Он вытряхнул из другого чемодана плюшевый узел, вышел с ним на балкон. Май последовал за Мандрыгиным, украдкой кивнув на прощание куклам. Рядом с балконом обнаружилась пожарная лестница. Артист юркнул вниз с ловкостью матроса. Май, обремененный бандурой, замешкался и неловко приземлился на мягкую мусорную кучу. Из кишки-подворотни призывно свистнули. Вскоре Май оказался рядом с Мандрыгиным на бессветной, будто неживой, улочке. Невдалеке нездорово перхала машина. Около машины стоял… белый костюм. Он курил. Но чудо исчезло, когда Май подошел ближе: то был темнокожий человек в белом. Он отшвырнул сигарету и распахнул помятую заднюю дверцу старушки «Волги» с оленем на капоте.

— Залазь, Василий. Там у меня сети в тюке. Ляжь на них. А это что за хрен с тобой?

— Знакомый. Ты, Остапчук, выбросишь его по дороге, где скажет.

— Ну и хрен с ним, — кивнул Остапчук.

Май полез на переднее сиденье, успев заметить, что «Волга» увенчана толстоногим столиком, прикрученным к багажнику веревкой. Наконец тронулись, блекло светя фарами. Май сидел в обнимку с бандурой, под ногами почему-то перекатывались каменные картофелины. Мандрыгин молча возлежал сзади на рыболовных сетях. Машина ехала, выказывая угодливое послушание. На поворотах ее заносило от старости, но в страхе перед хозяином, который мог открутить оленя или — еще хуже — сдать ее вместе с оленем в металлолом, «Волга» мгновенно исправлялась. Город вроде спал, а вроде нет. Окна сплошь были незрячие. Стояла тишина, необъяснимая для такого огромного скопища людей. Май закрыл глаза. Он не знал, который час, но не спрашивал. Его больше занимало то, как отдать Мандрыгину пятьдесят долларов — подсунуть или вручить открыто? Еще Маю очень хотелось есть; он жалел, что не попробовал Казимировых котлет, холодных, подгоревших, но конечно же вкусных. Вон как Гришаня Лукомцев их уплетал!..

— Эй, товарищ, больше жизни! — окликнул его темнокожий. — Где тебя высадить?

— Не знаю, — дернул плечом Май. — Все равно.

Мандрыгин неприязненно засмеялся, а Остапчук хмыкнул:

— Ни хрена себе!

— Куда вы едете? — несмело спросил Май, оглянувшись назад.

— В сторону Финляндии. Ресторан «Звезда», — молвил Василий и добавил со злым ехидством: — Алчность меня гложет. Денег хочу! Не поверите — почти сладострастное чувство.

Май не успел ответить: Остапчук влез в беседу — заклекотал, то и дело взмахивая правой рукой с длинным щегольским ногтем на мизинце.

— Гуцульские топорики не нужны?

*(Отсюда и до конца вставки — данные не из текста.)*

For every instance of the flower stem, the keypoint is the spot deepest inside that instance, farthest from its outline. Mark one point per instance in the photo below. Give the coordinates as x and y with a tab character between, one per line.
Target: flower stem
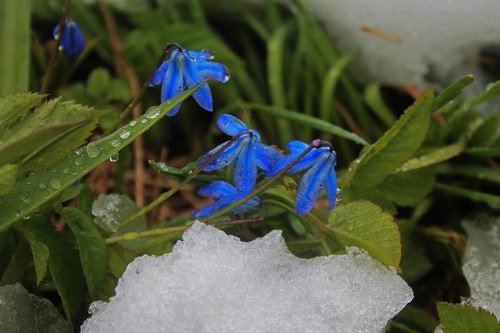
169	193
173	230
126	113
55	50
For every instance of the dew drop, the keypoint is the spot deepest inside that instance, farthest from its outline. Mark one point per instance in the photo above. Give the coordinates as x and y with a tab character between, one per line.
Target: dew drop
55	184
124	134
25	197
153	113
92	150
115	157
115	142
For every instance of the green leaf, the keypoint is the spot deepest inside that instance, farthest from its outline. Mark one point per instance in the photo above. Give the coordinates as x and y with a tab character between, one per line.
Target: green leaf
483	151
408	188
15	23
492	92
306	120
437	156
328	89
98	82
17	265
492	200
373	98
8	174
25	145
487	133
453	91
394	148
40	253
275	46
413	319
28	194
93	251
16	106
461	318
179	174
64	264
475	171
365	225
24	312
61	147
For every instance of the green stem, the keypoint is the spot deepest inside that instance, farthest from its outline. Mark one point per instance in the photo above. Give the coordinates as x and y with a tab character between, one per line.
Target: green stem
173	190
53	55
126	113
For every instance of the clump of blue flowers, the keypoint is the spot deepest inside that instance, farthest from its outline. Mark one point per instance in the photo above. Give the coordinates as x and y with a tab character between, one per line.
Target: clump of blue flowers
320	163
72	42
185	69
247	154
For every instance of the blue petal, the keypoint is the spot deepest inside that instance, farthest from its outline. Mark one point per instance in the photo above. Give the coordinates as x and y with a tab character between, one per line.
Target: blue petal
252	204
72	41
266	157
172	83
159	74
217	190
192	77
304	163
224	159
296	146
331	184
231	125
203	55
211	208
213	71
311	184
245	168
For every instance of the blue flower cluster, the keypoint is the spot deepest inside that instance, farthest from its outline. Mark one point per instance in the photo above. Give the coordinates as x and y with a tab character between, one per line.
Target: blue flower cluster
185	69
248	154
72	42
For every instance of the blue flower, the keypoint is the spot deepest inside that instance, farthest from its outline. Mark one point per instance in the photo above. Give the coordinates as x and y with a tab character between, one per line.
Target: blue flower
224	195
247	153
184	70
72	42
321	174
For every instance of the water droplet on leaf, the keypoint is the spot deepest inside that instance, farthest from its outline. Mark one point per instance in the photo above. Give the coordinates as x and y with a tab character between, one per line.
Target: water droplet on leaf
115	157
55	184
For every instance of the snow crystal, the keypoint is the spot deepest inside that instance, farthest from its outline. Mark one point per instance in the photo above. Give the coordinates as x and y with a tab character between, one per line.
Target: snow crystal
408	42
481	265
213	282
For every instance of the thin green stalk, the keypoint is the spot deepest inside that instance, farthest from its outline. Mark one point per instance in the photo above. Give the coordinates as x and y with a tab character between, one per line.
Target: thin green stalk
126	113
173	190
53	55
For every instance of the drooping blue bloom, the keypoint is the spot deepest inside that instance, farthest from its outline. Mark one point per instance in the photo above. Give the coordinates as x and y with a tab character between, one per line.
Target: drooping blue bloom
321	174
72	42
184	70
247	153
224	195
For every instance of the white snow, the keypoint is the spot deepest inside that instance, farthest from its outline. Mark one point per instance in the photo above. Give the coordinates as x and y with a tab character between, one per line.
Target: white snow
482	264
213	282
426	41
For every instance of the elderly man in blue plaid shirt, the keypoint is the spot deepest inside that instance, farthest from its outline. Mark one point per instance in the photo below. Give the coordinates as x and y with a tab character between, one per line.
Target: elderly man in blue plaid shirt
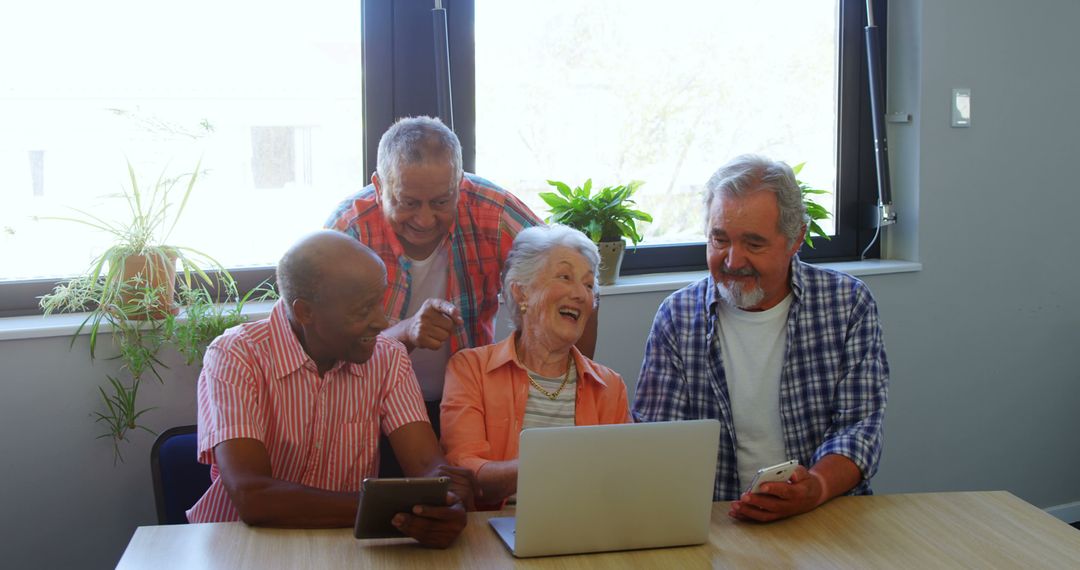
787	355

Партия двести штук, прямо из Косова.

— Отстань, — проронил Мандрыгин.

— А то в Румынию уйдут! — пригрозил Остапчук, щелкнув ногтем по рулю.

— Пусть, — разрешил Мандрыгин. — Они там нужнее. Родина Дракулы. Вампиры сточили свои зубы до основания и взялись за топорики.

Май улыбнулся, на миг открыв глаза; показалось, что за деревьями на обочине дороги, тускло блеснула вода.

— Гондола не нужна? Почти новая, — ожил Остапчук после неудачной первой попытки.

Молчание. Проехали минут пять, и Остапчук вновь заклекотал, но льстиво:

— Противогазы с музыкой не интересуют? Надеваешь, играют марш.

— Похоронный, — припечатал Василий.

Молчание.

— Вась, а Вась, ты спишь? — позвал Остапчук. — Жабьи шкурки не нужны?

— Чего?!

— Чего, чего… для черной магии! В Европе за них удавиться готовы — там жабы дрянь, а у нас — супер.

— Вот и торгуй в Европе. У нас и без шкурок сплошная черная магия, куда ни плюнь.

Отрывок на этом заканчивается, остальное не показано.